Zimbabwe-born, Yorkshire-grazed Gary Ballance has followed Bairstow and Root into the Ashes middle order, and Boycott has marked out the next to make the grade. “It’ll be opener Alex Lees; he’ll play for England in two years,” he said.
“When you produce a lot of youngsters from the academy, as Yorkshire does, not everyone will be successful; some will fall by the wayside and go back to ‘normal’ jobs, but you’ve got to give them a chance.
“The kid you should watch is Azeem Rafiq (the 22-year-old all-rounder). He’s got a gift as a captain; if he can get his confidence back after his knee injury, he’ll be brilliant.”
Boycott reckons you are either born with captaincy skills or not. “You’ve got to have a feel for it, like Michael Vaughan had,” he said. “There’s no rhyme or reason to it; if you haven’t got it, you can’t put it there, but Rafiq’s got it. He could become one of the great Yorkshire captains of all time.”
At 73, Boycott remains the most outspoken voice in the commentary box, but he is adamant he “likes to be fair”. “I give the current players praise when they play well, but I don’t like bad cricket,” he said. “If I played a bad shot, I told myself off.”
You sense he does not believe today’s players do so to the same degree – why else would he have called for the maverick Kevin Pietersen to be dropped during the winter Ashes? – but he is an admirer of the modern-day game.
“The cricket played today is as interesting as it’s ever been.

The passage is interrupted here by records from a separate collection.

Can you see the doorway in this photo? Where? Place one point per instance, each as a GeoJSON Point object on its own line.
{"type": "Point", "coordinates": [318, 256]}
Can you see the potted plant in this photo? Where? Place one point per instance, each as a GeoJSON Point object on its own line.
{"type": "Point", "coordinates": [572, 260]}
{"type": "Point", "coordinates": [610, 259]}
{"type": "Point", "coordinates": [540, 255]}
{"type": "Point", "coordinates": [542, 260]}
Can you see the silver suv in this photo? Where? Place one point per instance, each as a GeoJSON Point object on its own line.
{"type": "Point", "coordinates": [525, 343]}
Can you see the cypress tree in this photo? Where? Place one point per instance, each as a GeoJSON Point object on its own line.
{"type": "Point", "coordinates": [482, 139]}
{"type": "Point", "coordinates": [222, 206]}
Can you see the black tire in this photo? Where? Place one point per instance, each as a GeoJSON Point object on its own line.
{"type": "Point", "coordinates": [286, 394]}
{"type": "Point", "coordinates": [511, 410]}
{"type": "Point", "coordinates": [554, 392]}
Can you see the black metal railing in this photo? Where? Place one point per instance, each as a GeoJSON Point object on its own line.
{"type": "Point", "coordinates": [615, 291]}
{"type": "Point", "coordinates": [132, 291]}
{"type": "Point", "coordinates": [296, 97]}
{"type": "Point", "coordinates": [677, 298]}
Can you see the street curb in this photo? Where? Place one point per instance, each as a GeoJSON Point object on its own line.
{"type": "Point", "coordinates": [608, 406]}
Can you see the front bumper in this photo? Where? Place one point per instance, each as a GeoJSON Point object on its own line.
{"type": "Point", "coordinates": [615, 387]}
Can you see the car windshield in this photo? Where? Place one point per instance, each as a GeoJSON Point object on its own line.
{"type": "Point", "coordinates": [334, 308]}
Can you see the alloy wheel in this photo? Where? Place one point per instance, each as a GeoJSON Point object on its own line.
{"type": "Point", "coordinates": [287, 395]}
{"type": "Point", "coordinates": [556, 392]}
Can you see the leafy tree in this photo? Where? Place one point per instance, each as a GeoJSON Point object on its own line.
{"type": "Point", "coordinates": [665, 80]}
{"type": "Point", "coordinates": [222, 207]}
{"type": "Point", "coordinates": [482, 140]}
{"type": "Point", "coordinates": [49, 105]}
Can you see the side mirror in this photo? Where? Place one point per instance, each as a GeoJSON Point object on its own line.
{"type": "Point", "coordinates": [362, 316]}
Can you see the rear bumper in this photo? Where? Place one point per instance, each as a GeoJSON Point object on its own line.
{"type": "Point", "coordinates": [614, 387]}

You’re getting runs, wickets, results, whether it’s Twenty20 or Test matches, with 75 per cent finishing in four days, as the game has changed,” he said. “The boundaries are shorter; the bats are heavier; the shots are hit harder; they hit it miles.”
Boycott is not averse to change. “I just say to people cricket’s always changed and it always will,” he said.
And to those who knock him for slow-scoring, he can point to the record books.
“My 146 against Surrey (in the 1965 Gillette Cup final) is still the highest score in a one-day final at Lord’s. It’s never been beaten.”
Geoffrey Boycott has just had the last word again…unless Aggers says otherwise on Friday.
An Evening With Boycott And Aggers, Harrogate Royal Hall, Friday, 7.30pm. Sold out. Proceeds will go to the Professional Cricketers Association’s Benevolent Fund.
Those attending can tweet Aggers live with questions on the Ashes, cricket or life in general.